Quantitative PET analyses of regional [11C]PE2I binding to the dopamine transporter - Application to juvenile myoclonic epilepsy

The dopamine transporter (DAT) is of central interest in research on the pathophysiology and treatment of neuro-psychiatric disorders. [11C]PE2I is an established radioligand that provides high-contrast delineation of brain regions that are rich in DAT. The aim of the present PET study in eight patients with juvenile myoclonic epilepsy (JME) was to evaluate the kinetics of [11C]PE2I in the brain and to compare binding parameters with those of age-matched control subjects (n = 6). Each patient participated in 90-minute PET measurements with [11C]PE2I. Data were analyzed using kinetic compartment analyses with metabolite-corrected arterial plasma input and reference tissue models using the cerebellum as a reference region. The time-activity curves were well described by the two-tissue compartment model (2TCM) for the DAT-rich regions. The 2TCM with fixed K1/k2 ratio derived from the cerebellum provided robust and reliable estimates of binding potential (BPND) and total distribution volume (VT).

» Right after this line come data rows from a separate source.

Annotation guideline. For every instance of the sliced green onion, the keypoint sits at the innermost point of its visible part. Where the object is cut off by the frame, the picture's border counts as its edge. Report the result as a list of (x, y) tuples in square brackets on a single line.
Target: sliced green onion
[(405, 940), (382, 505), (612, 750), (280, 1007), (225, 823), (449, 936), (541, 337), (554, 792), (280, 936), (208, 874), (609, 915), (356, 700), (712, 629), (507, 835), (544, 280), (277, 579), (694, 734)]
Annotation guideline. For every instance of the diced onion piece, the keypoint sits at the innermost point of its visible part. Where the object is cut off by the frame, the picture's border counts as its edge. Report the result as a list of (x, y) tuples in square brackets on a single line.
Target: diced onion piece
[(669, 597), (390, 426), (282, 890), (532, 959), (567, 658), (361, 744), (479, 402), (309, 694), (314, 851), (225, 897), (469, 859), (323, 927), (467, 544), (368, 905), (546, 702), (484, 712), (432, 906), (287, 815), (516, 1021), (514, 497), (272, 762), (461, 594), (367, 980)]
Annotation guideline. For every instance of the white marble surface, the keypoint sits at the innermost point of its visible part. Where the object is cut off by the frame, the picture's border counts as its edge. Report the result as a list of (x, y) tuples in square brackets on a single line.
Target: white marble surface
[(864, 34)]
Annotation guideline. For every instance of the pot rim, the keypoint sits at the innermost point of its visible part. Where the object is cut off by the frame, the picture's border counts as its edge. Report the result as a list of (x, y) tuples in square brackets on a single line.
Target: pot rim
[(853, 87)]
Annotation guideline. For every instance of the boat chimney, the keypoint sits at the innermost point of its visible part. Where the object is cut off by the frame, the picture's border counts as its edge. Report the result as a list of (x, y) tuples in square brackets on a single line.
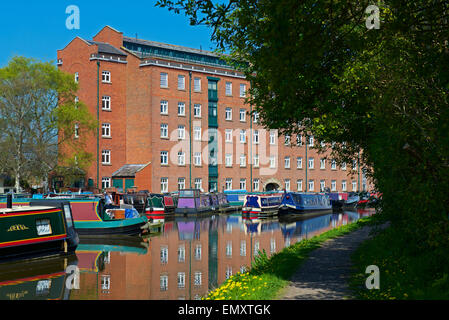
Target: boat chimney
[(9, 201)]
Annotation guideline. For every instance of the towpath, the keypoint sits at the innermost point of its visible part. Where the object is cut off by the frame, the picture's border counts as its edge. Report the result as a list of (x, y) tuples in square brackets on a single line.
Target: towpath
[(326, 272)]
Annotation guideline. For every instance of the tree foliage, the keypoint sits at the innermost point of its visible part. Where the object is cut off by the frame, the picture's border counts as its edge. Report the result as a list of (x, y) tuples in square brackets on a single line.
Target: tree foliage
[(316, 68), (38, 114)]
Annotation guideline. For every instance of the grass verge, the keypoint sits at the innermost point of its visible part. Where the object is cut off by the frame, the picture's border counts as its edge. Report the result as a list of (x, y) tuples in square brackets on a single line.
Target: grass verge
[(404, 273), (269, 275)]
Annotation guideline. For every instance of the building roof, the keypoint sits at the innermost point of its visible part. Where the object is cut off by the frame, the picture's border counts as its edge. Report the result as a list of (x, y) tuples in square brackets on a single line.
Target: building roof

The reference tissue models also provided robust estimates of BPND, although they gave lower BPND values than the kinetic analysis. Compared with those of control subjects, we found that BPND values obtained by all approaches were reduced in the midbrain of the patients with JME. The finding indicates impaired dopamine uptake in the midbrain of JME patients. The three-tissue compartment model could best describe uptake in the cerebellum, indicating that two kinetically distinguishable compartments exist in cerebellar tissue, which may correspond to nonspecific binding and the blood-brain barrier passing metabolite. The reference tissue models should be applied with better understanding of the biochemical nature of the radioligand and the reliability of these approaches.

► We examine the dopamine transporters binding using [11C]PE2I and PET. ► Binding potential is reduced in the midbrain of juvenile myoclonic epilepsy. ► The two-tissue compartment model provides reliable estimates of binding parameters. ► The three-tissue compartment best describes uptake in the cerebellum. ► A metabolite that passes the blood-brain barrier exists in the cerebellum.